This recipe is my attempt to match the side salad that I used to get from a unique little roast-chicken-and-sides restaurant in Venice Beach, CA. It was called California Roasters and I’m sorry that it’s not still there because they were awesome. When I can take a little more time, I have a long, involved story that I want to share about an important day back in the summer of 2000 where a takeout dinner from California Roasters played a part. My summer project – if I declare it, I have to do it, right?

Why drag credit into this? Because in the midst of all our regular summer activities, I’ve been getting a steady stream of cell phone notifications about compromised passwords and pieces of physical mail about another damn data breach that is likely affecting me and my data right now. I’m guessing that I’m not alone. These data breaches are so pervasive and our delicate private information is poorly protected it’s easy to feel like there’s nothing that can be done about keeping identity thieves out of our drawers. There is one tactic you can put into practice quickly that is a solid tool that I strongly recommend: set up a permanent credit freeze.

You actually have to set up three credit freezes, via the websites of each of the big three credit bureaus, Experian, Equifax and Transunion. You know, the people who will gladly protect you from themselves for a fee, or for free for a year because they failed to protect you last time? Their addresses are handy in all these data breach letters that have been arriving in my mailbox but keeping your credit in a perpetually frozen state means that no one can open up a Macy’s card or apply for an apartment or line of credit in your name.

Yes, it’s a little bit of a pain to have to go onto these three sites and unfreeze them every time you want to do something like apply for an apartment or a job, or get a Macy’s card, but it is so much better than the alternative. I’ve had to unfreeze my credit lately, and you can set the “unfreeze” for a timed period so that you don’t have to go back onto the sites to reset the freeze. This is different than a credit lock, and there is no charge to do the freeze/unfreeze. Each of these credit bureaus has a different way of verifying you and validating you, and there is one where I can never pass my own identity test. It’s a little disconcerting because I feel like there is someone out there who can pass my identity test because they are pros at that sort of thing.

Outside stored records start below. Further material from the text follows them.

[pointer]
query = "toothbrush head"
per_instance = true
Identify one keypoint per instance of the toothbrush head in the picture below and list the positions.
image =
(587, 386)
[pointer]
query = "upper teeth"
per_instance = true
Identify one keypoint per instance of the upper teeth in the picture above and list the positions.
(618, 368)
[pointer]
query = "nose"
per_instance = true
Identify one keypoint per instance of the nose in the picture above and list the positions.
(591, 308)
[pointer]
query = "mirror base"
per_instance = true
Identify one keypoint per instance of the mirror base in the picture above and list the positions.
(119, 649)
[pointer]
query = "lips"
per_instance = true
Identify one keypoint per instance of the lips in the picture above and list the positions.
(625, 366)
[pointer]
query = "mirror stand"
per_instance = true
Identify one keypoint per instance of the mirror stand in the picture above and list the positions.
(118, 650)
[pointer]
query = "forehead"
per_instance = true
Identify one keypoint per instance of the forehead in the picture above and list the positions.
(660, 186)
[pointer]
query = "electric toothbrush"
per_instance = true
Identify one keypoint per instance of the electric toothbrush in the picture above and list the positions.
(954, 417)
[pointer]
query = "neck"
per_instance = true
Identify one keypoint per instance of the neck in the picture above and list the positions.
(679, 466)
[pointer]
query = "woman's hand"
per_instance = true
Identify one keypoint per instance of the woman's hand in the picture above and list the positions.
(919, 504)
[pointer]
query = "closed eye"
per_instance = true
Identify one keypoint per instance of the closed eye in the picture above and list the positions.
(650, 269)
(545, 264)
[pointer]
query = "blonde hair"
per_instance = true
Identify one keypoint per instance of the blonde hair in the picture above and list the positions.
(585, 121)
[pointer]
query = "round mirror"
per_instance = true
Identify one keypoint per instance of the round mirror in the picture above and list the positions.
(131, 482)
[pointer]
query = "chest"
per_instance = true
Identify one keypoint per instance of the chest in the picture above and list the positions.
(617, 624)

So that’s the end of my brief lecture on credit freezes. It’s my hope that most of you already got that memo and are doing this too, as a matter of course. But if I can convince one person who has their credit exposed at room temperature to handle that housekeeping task pronto, then I will be satisfied. With all the time you’ll save making this simple yet classic little side salad, you can find 20-30 minutes to go onto the Equifax, Transunion and Experian websites and set up the freezes. You will have the right to feel very virtuous when you are done.

Happy Independence Day weekend!

CORN SALAD

Ingredients

2 leftover ears of corn, kernels cut off the cobb

1 red, orange or yellow pepper, diced

1 green onion sliced thin, or 2 tbsp red onion, diced

1/3 cucumber, diced (approx. 1/2 – 2/3 cup)

1/4 cup green beans, if available, cooked or uncooked, sliced into thin rounds – 10 beans or so

2 Tbsp. white balsamic vinegar

1 Tbsp. Virgin Olive Oil

1 Tbsp. of your favorite bottled Italian or vinaigrette dressing

1/3 tsp. celery seed

Dash white pepper

INSTRUCTIONS

Marinate the diced cucumber in the vinaigrette dressing in a separate bowl.

Combine all the other ingredients in medium sized bowl and let marinate for an hour or more. Add cucumbers to the corn salad mixture before serving. Salt and pepper to taste.